You can filter the grid by assessment type (Audit / Inspection / Checklist), by country, or by state — useful when you're working on a specific region's program without the rest of the world cluttering the view.
Topics only show up here if they're flagged plannable on the topic itself. A topic without that flag won't appear in the grid no matter how many departments need it. If something is missing, check Admin → Auditing → Topics first.
This stage is one-and-done for most orgs. Revisit it when:
- You add a new facility.
- Departments at an existing facility change.
- You add a new audit topic that needs to be planned (rather than ad-hoc).

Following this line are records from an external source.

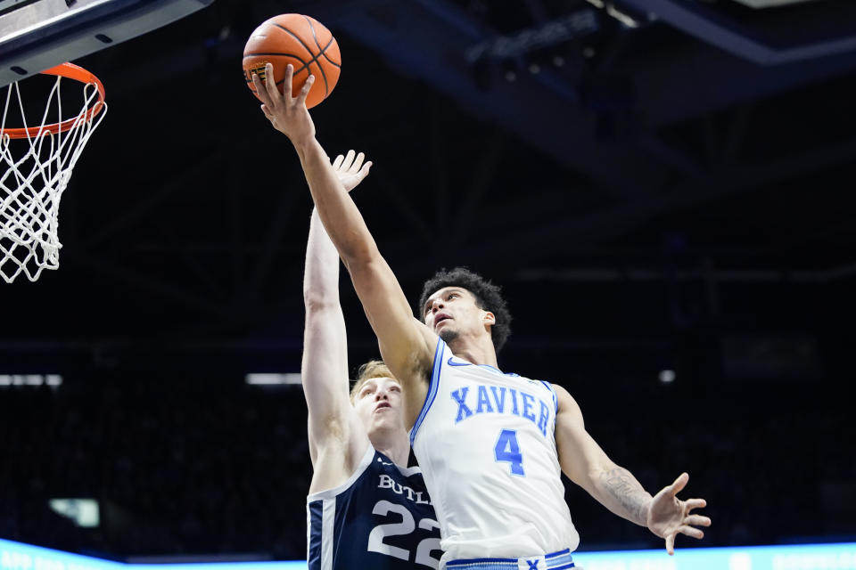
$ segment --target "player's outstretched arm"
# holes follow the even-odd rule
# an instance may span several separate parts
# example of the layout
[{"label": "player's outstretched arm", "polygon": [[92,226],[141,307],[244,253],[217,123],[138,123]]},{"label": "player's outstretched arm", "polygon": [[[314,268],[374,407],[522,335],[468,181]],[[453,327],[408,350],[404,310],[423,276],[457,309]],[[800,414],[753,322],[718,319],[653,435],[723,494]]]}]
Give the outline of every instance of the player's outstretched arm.
[{"label": "player's outstretched arm", "polygon": [[[333,169],[346,190],[368,174],[362,160],[339,157]],[[339,304],[339,254],[317,212],[309,221],[303,278],[306,323],[300,379],[309,409],[312,492],[346,481],[369,444],[348,390],[348,343]]]},{"label": "player's outstretched arm", "polygon": [[647,527],[666,541],[666,550],[675,553],[679,533],[701,539],[697,526],[710,526],[711,519],[692,514],[704,508],[704,499],[680,501],[677,497],[689,476],[681,474],[675,482],[652,497],[633,474],[616,465],[586,431],[582,411],[576,401],[560,386],[554,385],[559,401],[556,417],[556,444],[562,471],[611,511]]},{"label": "player's outstretched arm", "polygon": [[[253,84],[264,102],[262,111],[297,151],[318,215],[350,273],[377,335],[383,361],[405,387],[406,415],[412,423],[427,393],[426,372],[432,365],[436,336],[413,317],[398,280],[316,140],[315,126],[305,102],[314,77],[309,76],[300,95],[292,97],[292,75],[293,68],[288,66],[284,94],[273,82],[263,84],[253,75]],[[273,77],[272,69],[268,69],[267,77]]]}]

Stage 2 — Audit Program Planner
Open Audit Planner from the sidebar. You'll see a calendar grid: facilities and departments down the left, weeks across the top. Each cell represents audit X at facility Y, in week Z.

Filters. Year, country, state, assessment type, and audit type.

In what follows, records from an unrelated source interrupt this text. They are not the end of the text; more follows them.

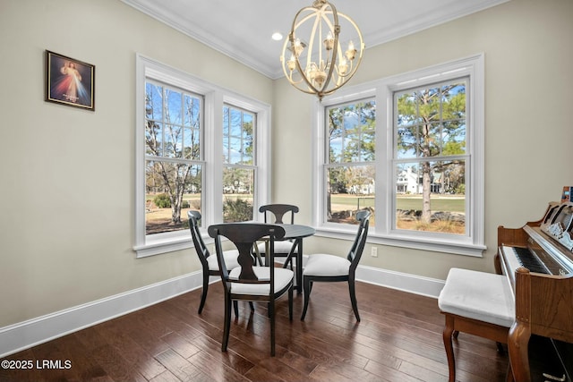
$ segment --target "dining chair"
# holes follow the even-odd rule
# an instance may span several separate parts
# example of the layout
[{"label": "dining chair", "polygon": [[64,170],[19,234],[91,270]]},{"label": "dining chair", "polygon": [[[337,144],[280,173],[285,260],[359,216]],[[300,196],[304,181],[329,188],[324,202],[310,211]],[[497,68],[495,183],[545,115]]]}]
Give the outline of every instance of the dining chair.
[{"label": "dining chair", "polygon": [[[292,204],[266,204],[264,206],[261,206],[259,208],[259,212],[263,214],[264,222],[270,224],[295,224],[295,214],[298,213],[299,208],[297,206]],[[290,218],[289,218],[290,217]],[[285,258],[288,257],[291,254],[291,250],[293,250],[292,257],[296,259],[296,253],[298,248],[294,248],[295,242],[293,241],[285,240],[285,241],[276,241],[275,242],[275,257],[278,258]],[[257,249],[259,250],[259,254],[261,256],[265,255],[265,242],[259,242],[257,244]],[[265,257],[266,260],[266,257]],[[286,259],[285,260],[285,267],[287,267],[288,264],[291,265],[291,269],[293,266],[292,258]]]},{"label": "dining chair", "polygon": [[[209,278],[211,276],[219,276],[220,271],[218,267],[218,262],[217,261],[217,256],[211,256],[210,252],[205,245],[205,242],[199,231],[199,221],[201,220],[201,213],[199,211],[188,211],[187,217],[189,217],[189,228],[191,229],[191,237],[193,240],[193,245],[195,251],[201,261],[203,271],[203,290],[201,293],[201,303],[199,304],[199,314],[203,310],[205,306],[205,301],[207,300],[207,292],[209,291]],[[236,250],[226,250],[224,253],[225,261],[227,269],[233,269],[239,266],[237,257],[239,251]],[[251,304],[251,310],[254,310],[252,304]],[[239,316],[238,306],[235,304],[235,316]]]},{"label": "dining chair", "polygon": [[[285,235],[279,225],[256,223],[227,223],[210,225],[209,234],[215,239],[215,249],[221,280],[225,287],[225,324],[221,350],[227,352],[231,327],[231,301],[264,301],[270,319],[270,355],[275,355],[275,301],[288,294],[288,318],[293,319],[294,273],[290,269],[274,267],[276,240]],[[225,259],[221,237],[227,238],[239,250],[239,267],[229,270]],[[269,267],[254,267],[252,246],[258,240],[269,238]]]},{"label": "dining chair", "polygon": [[355,279],[356,267],[364,250],[366,237],[368,236],[368,225],[370,221],[370,211],[361,210],[356,213],[356,220],[358,220],[358,231],[355,238],[354,243],[350,248],[350,251],[346,258],[339,256],[318,253],[310,255],[308,261],[303,270],[303,285],[304,289],[304,308],[301,321],[304,320],[308,302],[311,297],[312,283],[314,282],[348,282],[348,289],[350,291],[350,301],[352,302],[352,310],[356,316],[356,320],[360,321],[358,314],[358,304],[356,302],[356,292],[355,287]]}]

Cells. Click to select; bulk-schedule from the toolbar.
Year switcher. Plan ahead or look back at last year's program.
To plan an audit:
- Click a cell — or shift-click to select several at once.
- Use the toolbar to set the planned date, lead auditor, and audit type (1st Party, Self, or Supplier).

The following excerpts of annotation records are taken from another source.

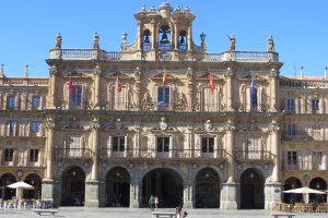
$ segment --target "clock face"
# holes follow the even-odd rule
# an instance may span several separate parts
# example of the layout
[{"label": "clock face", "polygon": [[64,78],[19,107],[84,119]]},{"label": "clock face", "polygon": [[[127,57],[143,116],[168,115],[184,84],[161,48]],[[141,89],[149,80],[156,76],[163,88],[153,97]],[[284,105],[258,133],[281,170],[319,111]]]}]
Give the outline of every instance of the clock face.
[{"label": "clock face", "polygon": [[160,59],[163,60],[163,61],[168,61],[171,59],[171,55],[167,53],[166,51],[162,51],[160,53]]}]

- When you're ready to actually run one of those audits, select the cells and click Create audit. The new-audit form opens pre-filled with the scope, type, lead, and date.
What the cell colors mean
| Color | Meaning |
|---|---|
| White | Not planned |
| Amber | Planned (date and lead set, audit not yet created) |
| Green | Audit created and in progress (or complete) |
| Red outline | Overdue — planned date has passed without an audit |
Each cell shows the planned date and the lead auditor's initials, so you can scan the grid for coverage gaps without opening anything.
Calendar view
If the grid isn't the right shape for how you think about the year, switch to Calendar view with the toggle in the toolbar. Same data, laid out as a month-by-month calendar — each scheduled audit appears as a card on its planned date.

View toggle. Switch between grid and calendar without losing your filters.
Audit cards sit on their planned date. Click any card to open it.
Month navigation. Step forward / back, or jump to a date.
The calendar view honors every filter from the toolbar — year, country, state, assessment type, audit type — so you can ask "what's planned in our European facilities this quarter?" and see it laid out by week.
Drag to reschedule
Grab any card by its drag handle (visible on hover) and drop it on a different day. The planned date updates immediately; the lead auditor and audit type stay the same. Every reschedule is recorded in the activity log of the underlying audit, so the history of what was planned, then moved, then run stays defensible.
A few rules:
- You can only drag audits that aren't yet In Progress or Closed. Once an audit has started, the calendar shows it on its actual planned date but rejects drag attempts.
- Dragging onto a date in the past flags a warning ("planned for a past date — was this intentional?") but doesn't block — useful for backdating audits that ran before they were entered.
- Bulk-select multiple cards with shift-click, then drag — every selected audit shifts by the same offset.
The calendar view defaults to one month at a time. To move an audit into the next year, switch to a wider zoom (quarter or year view in the toolbar) or use the Reschedule button on the card itself, which lets you pick any date including next year's.
Going further
Filtering for big organizations
The toolbar above the grid filters by year, country, state, assessment type (audits vs inspections vs checklists), and audit type (1st Party, Self, Supplier). Combine them when you need to see, say, only this year's supplier audits in North America.
Re-using last year's plan
The year switcher carries the same scope across years — same facilities, same topics — so a new year starts with empty cells over the same structure. A common pattern is to bulk-schedule the recurring audits in January, then add ad-hoc supplier audits as the year develops.